October 28, 2011

If less is more, which health care should be cut?

In a national survey of primary care physicians that the Archives of Internal Medicine published last month, nearly half agreed: Their own patients are getting too much care.

The study drew widespread attention as Americans struggle with health care’s drag on our economy. At Group Health’s Annual Membership Meeting, Commonwealth Fund President Karen Davis, PhD, said the United States is paying twice as much per capita for health care as other industrialized countries. Yet 15 nations outrank us in quality of care. Clearly, we could do better with less. But how do we decide which care to eliminate?

Most of us have seen or experienced examples of medical excess. Here's a typical story of an active fellow who saw a specialist for shoulder pain. The doctor immediately ordered an MRI, which impressed my friend. His insurance covered the expensive specialty visit and imaging. But after the test showed no structural problems, the doctor recommended no further care: no follow-up with primary care, no advice or referral for approaches that might actually relieve his pain through either self care or professionally directed physical therapy. After a course of physical therapy he's better, but this is after several weeks of worsening symptoms and function.

Another example: a 97-year-old great-grandmother who developed extreme weakness. Finding anemia, the doctor ordered a blood transfusion to help the elderly woman feel better. The hospital staff also started setting up an electrocardiogram (ECG), an everyday routine to check cardiac function.  Her daughter asked the staff, “Why are you doing that? My mother is 97 years old. She has an advance directive that says if her heart stops, she wants no resuscitation. So what will this machine tell you that you need to know?”  The staff member stopped, thought about the question, and then wheeled the ECG away.

I believe such considerations are too rare in medicine today. Too many providers are on “automatic pilot,” following routine protocols without thinking of the individual patient’s unique situation, needs, and values.  Whether determining if a child’s sore throat requires an antibiotic, or asking whether a frail, elderly patient needs or wants an invasive test or procedure, providers must help each patient get the care that’s best for them.

It was in this spirit that a group called the National Physicians Alliance (NPA) recently initiated a project called “Promoting Good Stewardship in Clinical Practice.” They recently published lists of the “top 5” activities in primary care (family medicine, internal medicine, and pediatrics) that could improve both care and “use of finite clinical resources.” After field-testing showed physician support for these evidence-based, cost-saving, easy-to-implement activities, the group published their lists August 8 in Archives of Internal Medicine, with simple guidelines like:

  • Don’t do imaging for low back pain within the first six weeks unless red flags are present.
  • Don’t obtain blood chemistry panels or urinalyses for screening in asymptomatic, healthy adults.
  • Don’t order annual ECGs or any other cardiac screening for asymptomatic, low-risk patients.
  • Don’t use bone-density screening for osteoporosis in women under 65 or men under 70 with no risk factors.
  • Do use only generic statins when starting lipid-lowering drug therapy.

Group Health has long endorsed many of these common-sense practices.  In fact, decades ago, we were among the first in the country to do away with routine chest X-rays for healthy adults.
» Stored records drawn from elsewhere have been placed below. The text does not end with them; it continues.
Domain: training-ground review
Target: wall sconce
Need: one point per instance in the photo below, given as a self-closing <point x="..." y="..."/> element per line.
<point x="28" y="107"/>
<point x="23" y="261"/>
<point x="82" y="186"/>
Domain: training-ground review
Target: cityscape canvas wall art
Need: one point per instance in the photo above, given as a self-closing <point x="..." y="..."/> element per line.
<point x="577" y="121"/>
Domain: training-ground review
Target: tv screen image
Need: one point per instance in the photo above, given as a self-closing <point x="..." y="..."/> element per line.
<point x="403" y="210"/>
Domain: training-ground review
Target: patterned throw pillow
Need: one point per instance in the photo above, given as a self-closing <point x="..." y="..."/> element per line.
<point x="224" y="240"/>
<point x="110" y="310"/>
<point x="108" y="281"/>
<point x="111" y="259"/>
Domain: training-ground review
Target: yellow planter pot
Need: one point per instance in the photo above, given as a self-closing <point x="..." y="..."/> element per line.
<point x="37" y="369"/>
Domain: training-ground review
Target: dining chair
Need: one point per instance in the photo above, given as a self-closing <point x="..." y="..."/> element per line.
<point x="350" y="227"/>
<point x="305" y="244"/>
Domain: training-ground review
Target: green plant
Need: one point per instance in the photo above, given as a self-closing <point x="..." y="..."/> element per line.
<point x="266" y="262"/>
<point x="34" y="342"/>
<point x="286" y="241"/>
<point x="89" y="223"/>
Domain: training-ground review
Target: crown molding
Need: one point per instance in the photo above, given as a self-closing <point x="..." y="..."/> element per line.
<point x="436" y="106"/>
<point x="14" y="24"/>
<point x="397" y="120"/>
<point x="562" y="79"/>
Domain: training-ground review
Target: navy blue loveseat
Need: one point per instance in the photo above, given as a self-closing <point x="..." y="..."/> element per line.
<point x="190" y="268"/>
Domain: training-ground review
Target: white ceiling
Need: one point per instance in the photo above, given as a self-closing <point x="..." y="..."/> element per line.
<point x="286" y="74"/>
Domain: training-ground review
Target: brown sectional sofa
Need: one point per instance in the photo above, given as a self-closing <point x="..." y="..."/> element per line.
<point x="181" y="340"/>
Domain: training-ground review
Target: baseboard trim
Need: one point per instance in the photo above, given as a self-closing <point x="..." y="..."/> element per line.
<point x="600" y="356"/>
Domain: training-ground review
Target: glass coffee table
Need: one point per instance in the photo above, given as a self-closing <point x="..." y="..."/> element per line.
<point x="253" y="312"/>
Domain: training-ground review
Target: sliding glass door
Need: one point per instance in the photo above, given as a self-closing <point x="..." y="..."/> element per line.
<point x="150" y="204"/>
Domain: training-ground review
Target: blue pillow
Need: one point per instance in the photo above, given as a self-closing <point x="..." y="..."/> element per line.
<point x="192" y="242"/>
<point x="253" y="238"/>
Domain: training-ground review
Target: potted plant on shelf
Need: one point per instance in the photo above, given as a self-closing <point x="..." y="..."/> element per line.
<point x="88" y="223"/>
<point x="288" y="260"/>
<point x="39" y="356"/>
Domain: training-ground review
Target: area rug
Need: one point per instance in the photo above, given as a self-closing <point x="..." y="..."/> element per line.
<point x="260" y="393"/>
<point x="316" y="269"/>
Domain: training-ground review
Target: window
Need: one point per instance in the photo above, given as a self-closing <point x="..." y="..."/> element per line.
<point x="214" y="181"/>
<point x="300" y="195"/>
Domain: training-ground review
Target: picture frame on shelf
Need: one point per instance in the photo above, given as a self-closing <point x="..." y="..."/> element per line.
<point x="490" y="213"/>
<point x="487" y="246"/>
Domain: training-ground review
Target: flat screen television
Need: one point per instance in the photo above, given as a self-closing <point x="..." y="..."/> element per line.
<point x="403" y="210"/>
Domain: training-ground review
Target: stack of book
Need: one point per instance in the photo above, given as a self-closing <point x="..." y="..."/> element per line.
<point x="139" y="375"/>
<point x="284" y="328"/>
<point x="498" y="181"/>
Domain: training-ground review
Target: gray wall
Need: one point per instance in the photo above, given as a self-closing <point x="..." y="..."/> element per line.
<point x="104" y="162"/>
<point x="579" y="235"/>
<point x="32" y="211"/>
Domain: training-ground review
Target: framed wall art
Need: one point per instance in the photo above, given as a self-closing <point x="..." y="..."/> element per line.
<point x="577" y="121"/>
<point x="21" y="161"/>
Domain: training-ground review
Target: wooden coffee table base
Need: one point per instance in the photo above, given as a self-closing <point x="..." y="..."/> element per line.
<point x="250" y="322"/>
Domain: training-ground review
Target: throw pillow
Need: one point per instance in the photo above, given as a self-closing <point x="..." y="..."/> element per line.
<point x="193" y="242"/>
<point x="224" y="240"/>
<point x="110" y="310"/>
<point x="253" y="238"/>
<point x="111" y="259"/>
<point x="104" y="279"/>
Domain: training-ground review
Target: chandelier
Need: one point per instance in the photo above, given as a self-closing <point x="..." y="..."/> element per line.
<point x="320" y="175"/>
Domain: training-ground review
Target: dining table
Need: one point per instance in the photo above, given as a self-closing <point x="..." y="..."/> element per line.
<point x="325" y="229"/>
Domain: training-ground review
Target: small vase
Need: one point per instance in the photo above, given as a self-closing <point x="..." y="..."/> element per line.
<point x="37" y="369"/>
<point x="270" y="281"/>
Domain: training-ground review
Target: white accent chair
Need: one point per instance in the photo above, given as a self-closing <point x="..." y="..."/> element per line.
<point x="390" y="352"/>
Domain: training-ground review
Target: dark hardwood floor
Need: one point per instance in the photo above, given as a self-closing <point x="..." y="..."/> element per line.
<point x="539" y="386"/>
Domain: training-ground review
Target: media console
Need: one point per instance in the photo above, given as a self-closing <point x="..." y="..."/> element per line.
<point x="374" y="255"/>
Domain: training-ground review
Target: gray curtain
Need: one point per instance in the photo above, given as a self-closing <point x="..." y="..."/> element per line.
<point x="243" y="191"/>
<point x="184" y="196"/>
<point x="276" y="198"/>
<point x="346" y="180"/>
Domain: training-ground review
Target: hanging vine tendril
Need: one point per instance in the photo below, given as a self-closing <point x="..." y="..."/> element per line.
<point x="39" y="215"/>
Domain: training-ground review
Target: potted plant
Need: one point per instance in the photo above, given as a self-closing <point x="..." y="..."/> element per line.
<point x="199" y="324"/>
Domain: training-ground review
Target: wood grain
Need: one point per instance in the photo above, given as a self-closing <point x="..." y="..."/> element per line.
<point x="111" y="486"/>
And recently, with funds from the Partnership for Innovation, GHRI researchers worked with Group Health Physicians and the delivery system to launch and evaluate an initiative to reduce unnecessary imaging and protect patients from overexposure to radiation. The knowledge we gain from this initiative and its evaluation will be shared nationwide, helping others understand how cutting unnecessary care can mean higher quality and lower costs.

With our nation’s fiscal crisis and aging population, health care cost cuts are inevitable.  Using an analogy familiar to Northwesterners, many question whether this should be done by “clear-cutting”—uniform reductions across broad swaths of the health care landscape—or “thinning”: strategically eliminating care that does not provide value and may do more harm than good.  Here at Group Health Research Institute—with our expertise in comparative effectiveness research and our strong partnership with Group Health Physicians and the delivery system—we can lead the way toward the more strategic approach, which results in better care at lower cost.